With origins like these it is no surprise that decadence has usually been interpreted as a profoundly conservative movement, scornful of the broader public when it was acknowledged at all. For Potolsky, though, Baudelaire’s “brotherhood based on contempt” offered not primarily insulation from the howling masses, but rather a model by which they might learn the civic function of beauty. In the chapters that follow, the task Potolsky sets for himself is to reinterpret every act of decadent affiliation as an implicit act of political theory. Often, he is simply thwarted by intractable source material: his efforts to find civic humanism beneath Baudelaire’s apparent political despair, or veiled reference to the revolutions of twenty years earlier in Théophile Gautier’s “Notice” to the 1868 edition of Les Fleurs du Mal, are forced. But more often, Potolsky is ingenious in turning decadent writing back on the society it claims to reject. In the proliferation of cosmopolitan collections like Des Esseinte’s library, for instance, he sees a complaint against nationalist literary canons. And in the many scenes of libertine education in the writing of the later decadents, he reads a sophisticated criticism of public schooling.
Potolsky’s book tells an important if long-obscured story about the origin of modern cultural politics. As he briefly notes, the decadents anticipate the public-minded concerns of contemporary post-liberal theorists of community, notably Georgio Agamben and Jean-Luc Nancy.

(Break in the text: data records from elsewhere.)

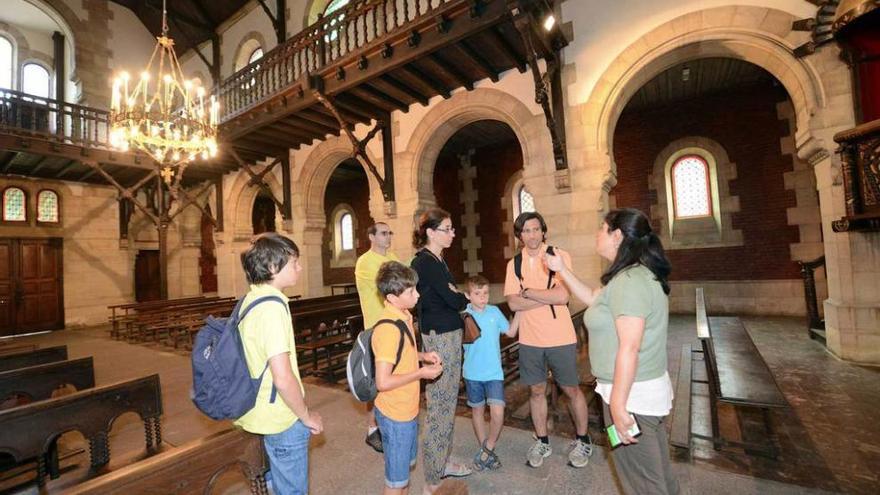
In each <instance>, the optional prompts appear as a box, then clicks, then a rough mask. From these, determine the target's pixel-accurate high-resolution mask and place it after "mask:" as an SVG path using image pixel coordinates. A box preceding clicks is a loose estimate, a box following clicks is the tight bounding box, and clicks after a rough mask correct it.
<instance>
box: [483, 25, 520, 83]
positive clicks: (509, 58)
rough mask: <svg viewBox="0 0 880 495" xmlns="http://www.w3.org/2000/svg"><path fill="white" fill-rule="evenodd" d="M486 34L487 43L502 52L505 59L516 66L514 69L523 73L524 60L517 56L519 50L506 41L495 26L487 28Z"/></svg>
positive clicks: (500, 31)
mask: <svg viewBox="0 0 880 495" xmlns="http://www.w3.org/2000/svg"><path fill="white" fill-rule="evenodd" d="M487 33H488V36H487V37H486V39H488V40H489V43H490V44H492V45H493V46H494V48H496V49H497V51H499V52H501V53H503V54H504V56H505V57H507V60H508V61H509V62H510V63H512V64H513V65H515V66H516V70H518V71H520V73H523V72H525V71H526V61H525V60H524V59H523V58H522V57H520V56H519V52H517V51H516V49H515V48H513V46H512V45H511V44H510V42H509V41H507V38H505V37H504V35H503V34H502V33H501V31H499V30H498V29H497V28H495V27H493V28H491V29H488V30H487Z"/></svg>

They also prefigure the many esoteric forms of community that have proliferated since the Second World War and its bonfires of nationalism; Potolsky specifically names gay camp, industrial metal, the hopped-up underground of William S. Burroughs, and social-networking sites.
A question Potolsky does not raise, however, is how in this postindustrial age of creative consumption, when “subcultures of taste” command just as much fealty as any nation-state, some might retain their critical potential. A stuffed Edgar Allen Poe doll, raven perched atop its shoulder, retails for $18.95 at a bookstore near you. If Julie and Boris fell in love again today, would they shop together at Hot Topic?
Nicholas Nardini is a PhD candidate in English at Harvard, writing about American literary culture after World War II.